Software giant Wipro, which was hammered down below Rs 800 per share on the bourses, was otherwise looking strong in earnings. Wipro has had growth rates of over 100 per cent in three consecutive quarters -- July-September 2000, October-December 2000 and January-March 2001.
However, in the quarter ended June 2001, its growth in earnings slipped to 90 per cent.
Analysts project a 6 per cent decline in earnings in the third quarter (Q3) of 2001-02 for Wipro, in the worst case scenario following the September 11 events. Prior to the attacks, the consensus estimate was a 17 per cent growth in Q3. The lower expectation in growth rates is reflected in the company's showing on the bourses where its share price has declined from Rs 1,600 a few months back to around Rs 1,000-1,050 now.
Earnings of Infosys Technologies was already on the wane after registering a 134.4 per cent rise during the quarter ended September 2000. The growth rate in earnings slipped to 125.27 per cent in October-December 2000 and it worsened further to 111.72 per cent in January-March 2001. The growth rate was down substantially to 56.68 per cent during the quarter ended June 2001. In the changed scenario, analysts project a flat earnings growth during the third quarter of 2001-02.
Satyam Computer which has registered a growth rate of over 100 per cent during the last three consecutive quarters is unlikely to repeat the show during the forthcoming quarters. The company's 77 per cent revenue comes from the US. Satyam's exposure to the financial services domain has been at 38 per cent. The stock has come in for significant correction in the recent period, reflecting the uncertainty in demand for its speciality products. Indeed, analysts have projected a 4 per cent decline in its earnings growth (quarter-on-quarter) for the third quarter.
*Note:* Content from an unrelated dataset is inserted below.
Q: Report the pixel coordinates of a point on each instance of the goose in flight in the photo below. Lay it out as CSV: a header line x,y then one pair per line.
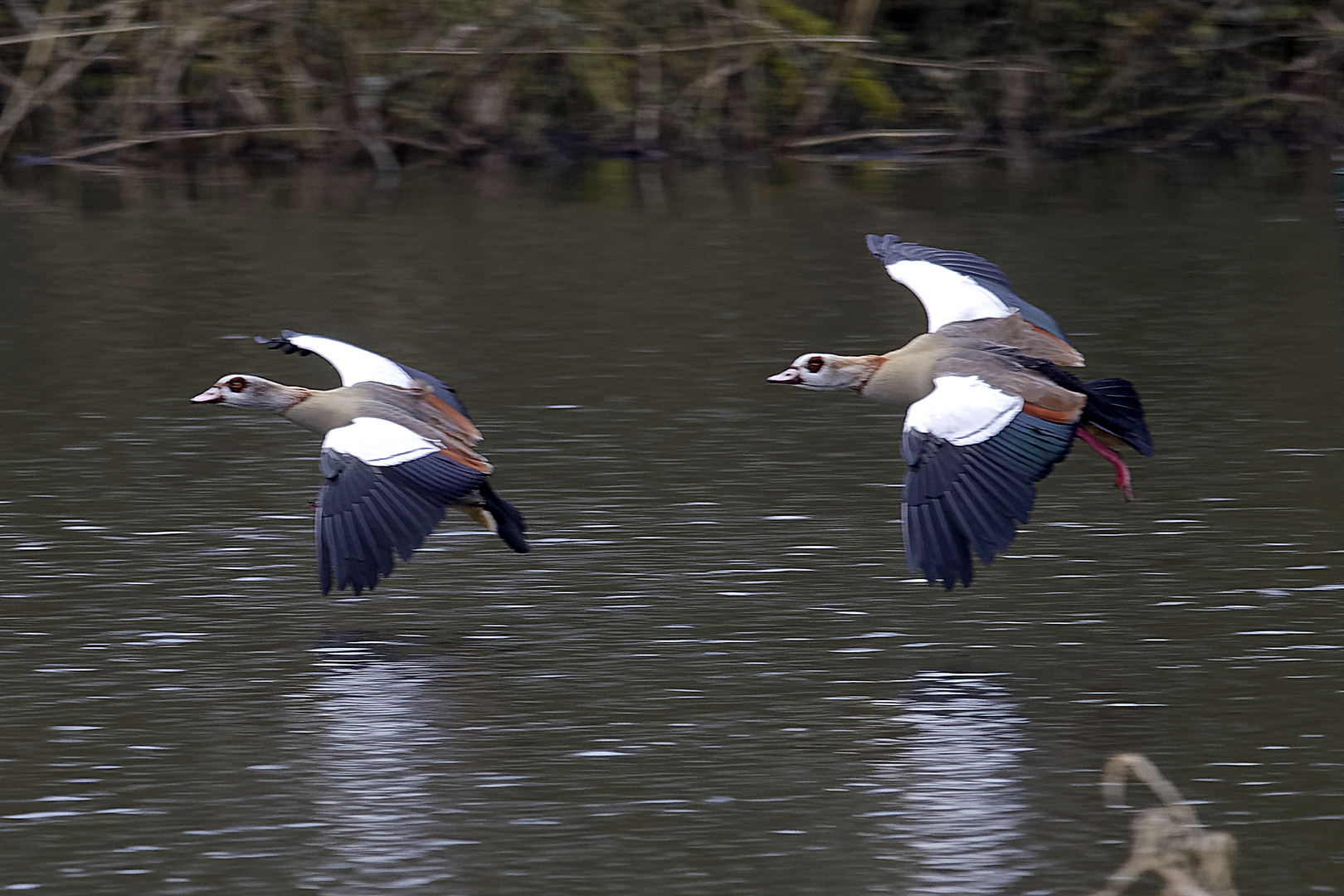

The fourth major software company, HCL Technologies has registered the lowest earnings growth rate of 45.56 per cent during the quarter ended June 2001. This has been a sharp drop compared with earnings growth rate of 170.67 per cent in October-December 2000 and 113.44 per cent in January-March 2001. The company has warned that the second quarter results in the current fiscal would be below expectations, blaming postponements in data warehousing investment by its overseas customers. Analysts project a 10 per cent earnings decline during the third quarter of the current year.